With the current building works going on around it, the approach to St James’s is now down Garlick Hill, an indication – along with the church’s suffix – of what the area was known for in medieval times. A ‘hythe’ is an old English word for a jetty or landing, so this is the place where garlic was unloaded and brought into the City. It was also where wine was landed, as the church is in the ward of Vintry – home to wine merchants. More on this shortly.

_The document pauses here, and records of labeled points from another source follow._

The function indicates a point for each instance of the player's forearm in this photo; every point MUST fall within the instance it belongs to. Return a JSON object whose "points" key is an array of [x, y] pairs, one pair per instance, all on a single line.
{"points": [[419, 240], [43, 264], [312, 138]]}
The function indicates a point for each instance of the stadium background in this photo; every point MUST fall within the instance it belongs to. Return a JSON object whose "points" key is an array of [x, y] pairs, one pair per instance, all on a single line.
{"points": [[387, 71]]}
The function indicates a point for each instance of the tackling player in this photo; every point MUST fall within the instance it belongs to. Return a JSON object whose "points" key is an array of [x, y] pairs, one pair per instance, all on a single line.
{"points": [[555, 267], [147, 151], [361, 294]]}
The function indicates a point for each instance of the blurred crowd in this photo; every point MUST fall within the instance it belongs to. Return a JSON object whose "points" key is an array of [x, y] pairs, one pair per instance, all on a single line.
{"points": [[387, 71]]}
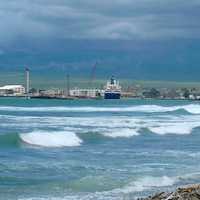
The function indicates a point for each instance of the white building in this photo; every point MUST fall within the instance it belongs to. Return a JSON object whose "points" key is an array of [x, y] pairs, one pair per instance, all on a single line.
{"points": [[85, 93], [12, 90]]}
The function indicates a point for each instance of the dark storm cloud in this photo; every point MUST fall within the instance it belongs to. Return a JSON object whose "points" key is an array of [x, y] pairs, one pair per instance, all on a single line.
{"points": [[117, 19]]}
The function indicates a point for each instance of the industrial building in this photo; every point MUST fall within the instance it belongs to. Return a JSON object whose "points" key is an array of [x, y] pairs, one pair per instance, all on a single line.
{"points": [[12, 90], [85, 93]]}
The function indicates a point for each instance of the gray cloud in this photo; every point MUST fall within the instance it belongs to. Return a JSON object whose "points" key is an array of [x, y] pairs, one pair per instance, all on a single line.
{"points": [[92, 19]]}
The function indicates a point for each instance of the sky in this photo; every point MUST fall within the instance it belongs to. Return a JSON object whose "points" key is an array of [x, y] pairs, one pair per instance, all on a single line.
{"points": [[30, 28]]}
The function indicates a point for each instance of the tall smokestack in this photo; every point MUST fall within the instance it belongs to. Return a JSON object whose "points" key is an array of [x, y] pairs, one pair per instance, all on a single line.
{"points": [[27, 81]]}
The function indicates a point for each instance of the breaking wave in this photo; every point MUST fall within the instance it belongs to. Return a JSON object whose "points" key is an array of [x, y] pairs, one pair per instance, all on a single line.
{"points": [[147, 183], [51, 139], [191, 108]]}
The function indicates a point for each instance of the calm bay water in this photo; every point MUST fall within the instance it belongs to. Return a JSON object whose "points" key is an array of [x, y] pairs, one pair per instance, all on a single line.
{"points": [[85, 149]]}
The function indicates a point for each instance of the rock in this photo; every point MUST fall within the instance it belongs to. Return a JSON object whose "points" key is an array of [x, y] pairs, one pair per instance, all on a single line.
{"points": [[191, 192]]}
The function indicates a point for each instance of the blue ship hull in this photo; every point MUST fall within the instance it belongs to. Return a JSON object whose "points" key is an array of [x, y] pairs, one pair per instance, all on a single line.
{"points": [[110, 95]]}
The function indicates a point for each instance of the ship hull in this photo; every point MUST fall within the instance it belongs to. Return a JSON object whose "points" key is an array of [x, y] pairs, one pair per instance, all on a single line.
{"points": [[112, 95]]}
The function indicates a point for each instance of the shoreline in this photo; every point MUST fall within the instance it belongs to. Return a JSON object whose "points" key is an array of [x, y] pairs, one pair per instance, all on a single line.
{"points": [[188, 192]]}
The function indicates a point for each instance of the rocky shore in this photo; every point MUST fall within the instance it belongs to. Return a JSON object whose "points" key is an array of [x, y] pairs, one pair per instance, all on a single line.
{"points": [[191, 192]]}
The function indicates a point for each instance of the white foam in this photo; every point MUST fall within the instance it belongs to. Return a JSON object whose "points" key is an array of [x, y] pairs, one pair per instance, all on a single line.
{"points": [[173, 128], [125, 132], [147, 183], [191, 108], [51, 139]]}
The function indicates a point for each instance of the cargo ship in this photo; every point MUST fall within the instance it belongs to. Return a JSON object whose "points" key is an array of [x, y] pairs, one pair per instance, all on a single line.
{"points": [[112, 89]]}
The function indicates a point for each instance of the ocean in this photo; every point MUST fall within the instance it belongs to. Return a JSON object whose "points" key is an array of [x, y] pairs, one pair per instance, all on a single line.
{"points": [[97, 149]]}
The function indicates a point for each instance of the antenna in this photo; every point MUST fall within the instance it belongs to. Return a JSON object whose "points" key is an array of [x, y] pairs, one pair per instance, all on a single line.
{"points": [[68, 85], [27, 81], [92, 77]]}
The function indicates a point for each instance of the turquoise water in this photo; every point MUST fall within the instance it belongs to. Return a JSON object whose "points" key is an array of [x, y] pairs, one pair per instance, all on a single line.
{"points": [[86, 149]]}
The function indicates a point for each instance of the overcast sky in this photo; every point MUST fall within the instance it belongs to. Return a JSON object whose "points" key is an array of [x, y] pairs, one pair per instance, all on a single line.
{"points": [[99, 19]]}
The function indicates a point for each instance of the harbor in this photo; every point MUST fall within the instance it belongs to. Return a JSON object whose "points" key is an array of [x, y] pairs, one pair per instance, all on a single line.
{"points": [[113, 88]]}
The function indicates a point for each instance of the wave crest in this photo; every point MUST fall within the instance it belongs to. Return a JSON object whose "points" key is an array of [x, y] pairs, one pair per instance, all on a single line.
{"points": [[51, 139]]}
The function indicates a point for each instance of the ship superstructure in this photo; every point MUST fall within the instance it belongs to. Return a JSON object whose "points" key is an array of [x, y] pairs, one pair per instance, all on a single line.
{"points": [[112, 89]]}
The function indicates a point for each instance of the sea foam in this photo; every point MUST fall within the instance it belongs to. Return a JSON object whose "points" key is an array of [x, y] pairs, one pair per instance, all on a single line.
{"points": [[191, 108], [147, 183], [51, 139]]}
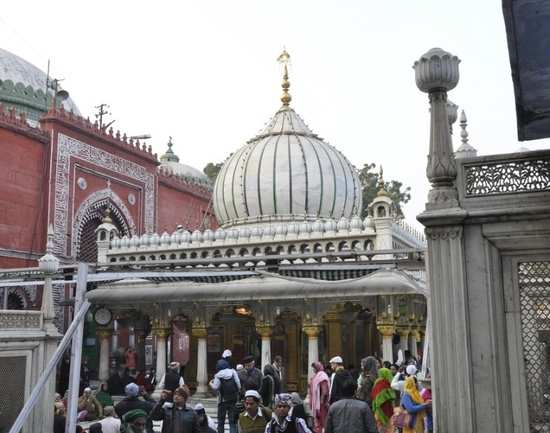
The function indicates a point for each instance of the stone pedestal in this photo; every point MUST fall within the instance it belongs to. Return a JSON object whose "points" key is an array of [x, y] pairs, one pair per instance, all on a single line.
{"points": [[403, 332], [161, 335], [104, 336], [387, 330], [312, 332], [200, 333], [265, 332]]}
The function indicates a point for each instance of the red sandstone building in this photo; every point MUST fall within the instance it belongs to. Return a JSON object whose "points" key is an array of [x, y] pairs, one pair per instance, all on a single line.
{"points": [[59, 169]]}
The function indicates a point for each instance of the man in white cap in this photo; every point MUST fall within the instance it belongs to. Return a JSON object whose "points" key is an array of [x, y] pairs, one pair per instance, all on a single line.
{"points": [[398, 382], [171, 380], [339, 375], [282, 421], [255, 416], [206, 424]]}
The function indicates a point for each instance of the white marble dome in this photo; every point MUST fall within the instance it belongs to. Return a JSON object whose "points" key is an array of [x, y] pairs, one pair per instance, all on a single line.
{"points": [[286, 173]]}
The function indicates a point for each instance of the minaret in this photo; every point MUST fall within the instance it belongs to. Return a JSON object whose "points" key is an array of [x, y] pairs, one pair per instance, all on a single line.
{"points": [[381, 210], [466, 150], [284, 59]]}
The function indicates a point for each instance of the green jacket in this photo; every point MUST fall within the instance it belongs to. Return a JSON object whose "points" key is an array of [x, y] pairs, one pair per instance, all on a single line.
{"points": [[257, 425]]}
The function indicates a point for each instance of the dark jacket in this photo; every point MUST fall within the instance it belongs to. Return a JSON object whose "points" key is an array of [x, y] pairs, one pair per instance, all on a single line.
{"points": [[130, 403], [340, 377], [175, 420], [250, 379], [350, 416]]}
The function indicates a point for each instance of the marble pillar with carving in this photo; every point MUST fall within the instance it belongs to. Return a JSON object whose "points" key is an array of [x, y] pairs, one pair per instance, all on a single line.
{"points": [[104, 337], [265, 331], [200, 332]]}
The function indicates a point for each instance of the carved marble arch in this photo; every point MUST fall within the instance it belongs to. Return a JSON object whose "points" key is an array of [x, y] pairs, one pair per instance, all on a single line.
{"points": [[89, 216]]}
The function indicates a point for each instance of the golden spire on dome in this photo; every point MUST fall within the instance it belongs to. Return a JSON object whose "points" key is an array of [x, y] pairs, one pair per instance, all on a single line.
{"points": [[381, 184], [284, 59]]}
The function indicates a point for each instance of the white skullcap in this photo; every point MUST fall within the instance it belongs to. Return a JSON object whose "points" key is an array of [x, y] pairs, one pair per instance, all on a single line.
{"points": [[411, 370], [252, 393]]}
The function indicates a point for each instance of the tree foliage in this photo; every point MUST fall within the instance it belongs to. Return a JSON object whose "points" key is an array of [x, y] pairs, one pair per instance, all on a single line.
{"points": [[369, 181]]}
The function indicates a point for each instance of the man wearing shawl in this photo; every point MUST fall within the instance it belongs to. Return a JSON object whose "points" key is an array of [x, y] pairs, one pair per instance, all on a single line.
{"points": [[319, 395], [415, 405], [383, 397]]}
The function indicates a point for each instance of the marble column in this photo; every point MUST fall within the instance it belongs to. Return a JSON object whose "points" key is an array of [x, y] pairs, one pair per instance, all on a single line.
{"points": [[265, 331], [403, 332], [200, 332], [161, 335], [334, 333], [387, 330], [104, 336], [413, 342], [114, 339], [312, 332]]}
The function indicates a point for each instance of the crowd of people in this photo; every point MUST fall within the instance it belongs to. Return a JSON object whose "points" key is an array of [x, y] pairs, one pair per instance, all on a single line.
{"points": [[379, 398]]}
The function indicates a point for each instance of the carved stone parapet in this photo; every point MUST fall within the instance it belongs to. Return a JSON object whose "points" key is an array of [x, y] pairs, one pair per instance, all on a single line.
{"points": [[312, 331], [200, 331], [403, 331], [161, 332], [104, 333], [386, 329], [264, 329]]}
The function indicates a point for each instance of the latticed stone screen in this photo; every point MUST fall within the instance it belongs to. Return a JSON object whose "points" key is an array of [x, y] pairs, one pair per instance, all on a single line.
{"points": [[12, 391], [534, 291]]}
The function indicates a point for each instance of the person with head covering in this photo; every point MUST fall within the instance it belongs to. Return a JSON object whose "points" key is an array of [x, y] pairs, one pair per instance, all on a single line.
{"points": [[59, 418], [349, 415], [176, 416], [135, 421], [110, 424], [269, 384], [206, 424], [415, 405], [255, 417], [282, 421], [338, 377], [133, 401], [365, 381], [172, 378], [103, 396], [319, 396], [95, 428], [228, 385], [426, 394], [89, 409], [383, 399], [250, 376], [398, 382]]}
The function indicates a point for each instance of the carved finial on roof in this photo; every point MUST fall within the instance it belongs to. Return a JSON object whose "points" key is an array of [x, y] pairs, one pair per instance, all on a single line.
{"points": [[465, 150], [381, 184], [284, 59], [107, 217], [170, 156]]}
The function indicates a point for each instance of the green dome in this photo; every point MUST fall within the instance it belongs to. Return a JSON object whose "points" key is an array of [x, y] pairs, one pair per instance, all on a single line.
{"points": [[23, 87]]}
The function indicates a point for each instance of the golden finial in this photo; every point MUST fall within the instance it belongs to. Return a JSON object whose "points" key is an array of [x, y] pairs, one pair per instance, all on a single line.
{"points": [[381, 184], [284, 59]]}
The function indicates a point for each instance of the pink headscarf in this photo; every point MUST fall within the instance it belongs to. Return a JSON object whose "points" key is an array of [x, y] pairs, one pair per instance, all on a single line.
{"points": [[315, 386]]}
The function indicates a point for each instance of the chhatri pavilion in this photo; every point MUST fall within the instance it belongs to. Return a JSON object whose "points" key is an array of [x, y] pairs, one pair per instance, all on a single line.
{"points": [[292, 270]]}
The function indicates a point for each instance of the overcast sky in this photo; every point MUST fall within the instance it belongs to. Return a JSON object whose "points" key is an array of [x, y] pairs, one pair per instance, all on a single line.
{"points": [[205, 72]]}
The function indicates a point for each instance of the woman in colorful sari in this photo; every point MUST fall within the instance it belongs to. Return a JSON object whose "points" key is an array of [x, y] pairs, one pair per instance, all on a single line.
{"points": [[319, 394], [383, 398], [415, 405]]}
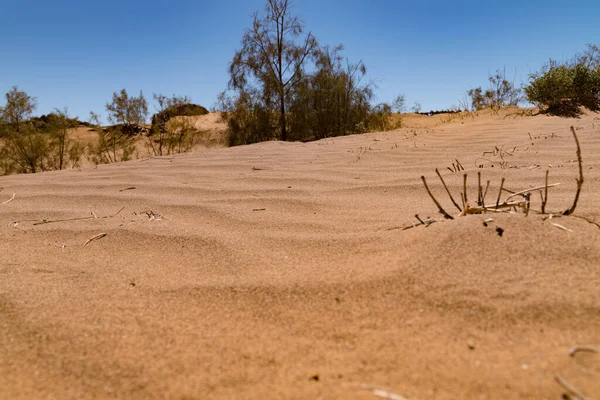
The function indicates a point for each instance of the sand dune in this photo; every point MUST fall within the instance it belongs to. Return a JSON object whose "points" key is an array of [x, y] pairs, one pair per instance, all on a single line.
{"points": [[278, 270]]}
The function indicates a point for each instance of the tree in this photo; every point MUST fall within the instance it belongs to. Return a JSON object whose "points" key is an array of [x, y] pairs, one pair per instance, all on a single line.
{"points": [[332, 101], [272, 56], [127, 110], [25, 149], [113, 143], [19, 107], [561, 88], [171, 132], [59, 137], [500, 93]]}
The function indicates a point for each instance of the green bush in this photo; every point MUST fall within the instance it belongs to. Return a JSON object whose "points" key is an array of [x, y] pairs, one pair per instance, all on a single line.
{"points": [[563, 88]]}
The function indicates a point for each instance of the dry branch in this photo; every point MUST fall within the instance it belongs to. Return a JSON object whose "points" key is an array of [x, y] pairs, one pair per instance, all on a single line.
{"points": [[588, 349], [500, 193], [98, 236], [545, 197], [522, 192], [447, 191], [440, 208], [9, 200], [570, 389], [93, 216], [580, 180]]}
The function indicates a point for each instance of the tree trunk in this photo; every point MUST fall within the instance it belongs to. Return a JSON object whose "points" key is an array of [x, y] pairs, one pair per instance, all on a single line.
{"points": [[282, 122]]}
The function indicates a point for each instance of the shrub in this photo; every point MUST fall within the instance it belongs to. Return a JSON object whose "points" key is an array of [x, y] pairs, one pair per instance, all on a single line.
{"points": [[562, 88]]}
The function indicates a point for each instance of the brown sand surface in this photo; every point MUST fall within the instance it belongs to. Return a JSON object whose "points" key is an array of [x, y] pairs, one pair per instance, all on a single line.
{"points": [[277, 270]]}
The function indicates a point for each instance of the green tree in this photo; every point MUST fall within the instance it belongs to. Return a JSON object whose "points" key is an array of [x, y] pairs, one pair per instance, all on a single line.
{"points": [[171, 131], [501, 93], [59, 138], [561, 88], [272, 56], [126, 110], [18, 109]]}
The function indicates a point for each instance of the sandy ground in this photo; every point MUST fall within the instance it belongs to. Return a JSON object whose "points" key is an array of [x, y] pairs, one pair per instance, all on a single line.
{"points": [[278, 270]]}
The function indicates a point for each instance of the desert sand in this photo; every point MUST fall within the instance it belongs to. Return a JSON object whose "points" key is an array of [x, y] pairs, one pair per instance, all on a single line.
{"points": [[281, 270]]}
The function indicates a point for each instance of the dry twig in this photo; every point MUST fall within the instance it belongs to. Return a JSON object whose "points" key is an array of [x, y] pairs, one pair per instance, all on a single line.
{"points": [[98, 236], [93, 216], [447, 190], [588, 349], [440, 208], [9, 200], [570, 389], [580, 180]]}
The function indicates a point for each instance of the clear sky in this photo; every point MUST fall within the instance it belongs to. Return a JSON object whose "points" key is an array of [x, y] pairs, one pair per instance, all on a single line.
{"points": [[76, 53]]}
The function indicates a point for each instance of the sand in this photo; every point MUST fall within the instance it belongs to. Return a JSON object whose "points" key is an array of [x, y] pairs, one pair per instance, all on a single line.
{"points": [[280, 270]]}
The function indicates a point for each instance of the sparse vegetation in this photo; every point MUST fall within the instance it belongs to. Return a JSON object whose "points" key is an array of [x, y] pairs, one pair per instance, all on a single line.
{"points": [[170, 134], [562, 88], [513, 202], [35, 144], [116, 143], [500, 93], [286, 86]]}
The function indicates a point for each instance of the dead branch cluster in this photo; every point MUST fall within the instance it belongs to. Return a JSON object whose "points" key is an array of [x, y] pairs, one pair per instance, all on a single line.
{"points": [[506, 200]]}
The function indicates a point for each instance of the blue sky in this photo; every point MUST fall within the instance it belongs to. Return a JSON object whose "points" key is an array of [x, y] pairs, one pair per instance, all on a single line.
{"points": [[75, 54]]}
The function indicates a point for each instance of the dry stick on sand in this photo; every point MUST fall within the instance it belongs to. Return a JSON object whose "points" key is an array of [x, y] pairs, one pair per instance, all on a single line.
{"points": [[580, 180], [442, 211], [479, 189], [98, 236], [487, 186], [533, 189], [9, 200], [447, 191], [465, 189], [570, 389], [545, 197], [588, 349], [500, 193], [93, 216]]}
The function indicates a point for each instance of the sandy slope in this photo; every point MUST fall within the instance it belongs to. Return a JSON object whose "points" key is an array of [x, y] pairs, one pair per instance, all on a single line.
{"points": [[276, 270]]}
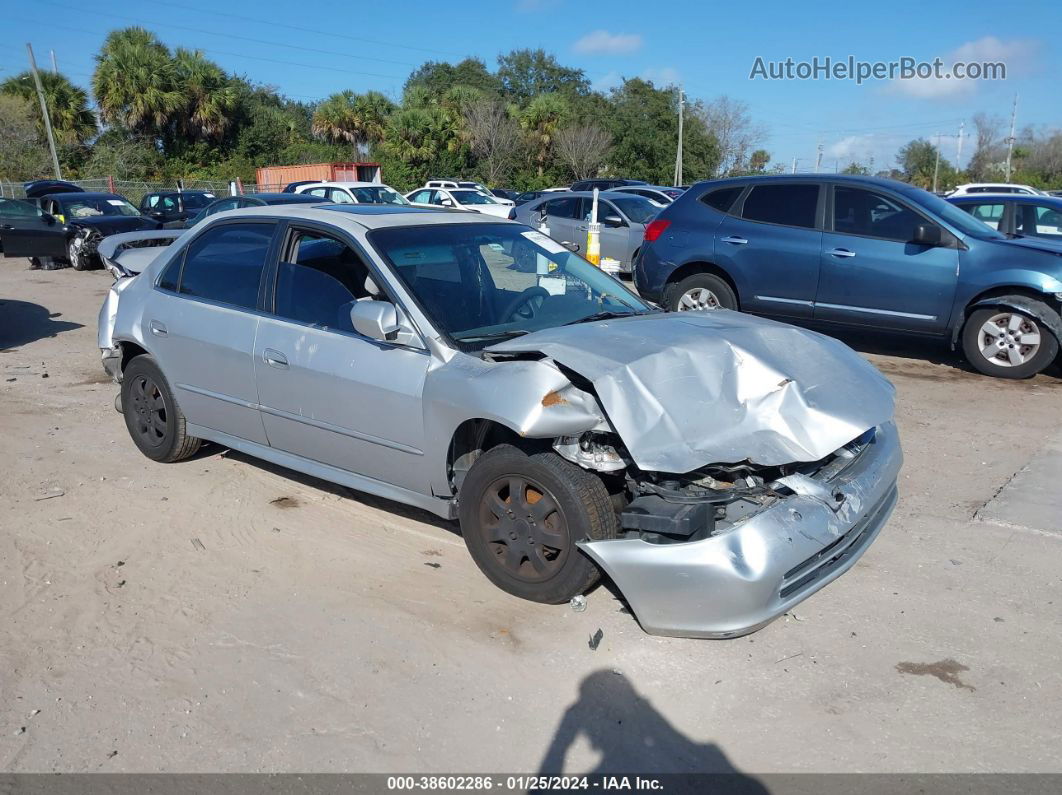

There has been a church on this site since at least the 1100s and the scallop shell motif seen above the door indicates that this was a pilgrim church – it was a stop on the route to the cathedral at Santiago de Compostella which was reputed to hold the body of St James the Apostle. It was rebuilt in the 1320s with money from Richard de Rothing, a member of the Vintners’ guild and, although St James’s is the Guild Church for ten Livery Companies, it is with the Vintners that it is most closely associated.
As with so much of the City the church was razed in the Great Fire of 1666 and rebuilt by Wren. It has the highest ceiling of any Wren church and the amount of glass used earned it the nickname ‘Wren’s Lantern’. There’s some discussion over who designed the spire: Pevsner says Wren, Wikipedia says that it was his pupil Hawksmoor.
It survived intact through both World Wars, although a Zeppelin raid in 1915 came close and in 1941 a bomb came through the roof but didn’t explode. The surrounding area suffered heavy damage from incendiaries, but the church came through relatively unscathed – although the magnificent clock at the front of the church was destroyed. What we see today is a 1988 replica of the 1682 original.
Given the Vintners’ close association with St James’s it’s ironic that the church suffered major damage in 1991 as a result of the construction of Vintners Hall just over the road when a crane collapsed and the jib came through the wall of the south transept, destroying the rose window and causing considerable internal damage.
An embalmed body used to be on display in a glass case in the vestry. This was the corpse of a man found in the vaults in the 1850s and was nicknamed “Jimmy Garlick”. He is believed to have died in the late 17th or 18th century and – of course – stories abound of him haunting the church. His body is now in the tower of St James’s, away from public view.
A further association with the Vintners’ is the statue just in front of the church.
This is a bronze of Martin Spencer, then the Bargemaster of the Vintners’ Company and he’s accompanied by a swan to commemorate Swan Upping – the annual tagging of swans on the River Thames that has been going on for at least 500 years.
All swans on the Thames are owned either by the monarch, or by the Vintners’ and Dyers’ Companies. In past times these three institutions were the only ones allowed to take swans from the river and ascribe ownership the birds were marked – one nick on the beak meant it was owned by the Dyers, two nicks for the Vintners (one on each side of the beak) and birds with no marks were owned by the Crown. (There was an inn called ‘The Swan with Two Necks‘ just off Cheapside – ‘necks’ is a corruption of ‘nicks’, so this referred to a Vintners’ swan.)
These days the swans are ringed rather than cut, and the practice is as much to do with taking a census of swans and assessing the health of the birds as it is with ownership. The rituals persist however, with the swan uppers taking to the river in Victorian rowing skiffs and, as they pass Windsor Castle, standing in the boats with oars raised and saluting “Her Majesty the Queen, seigneur of the swans”.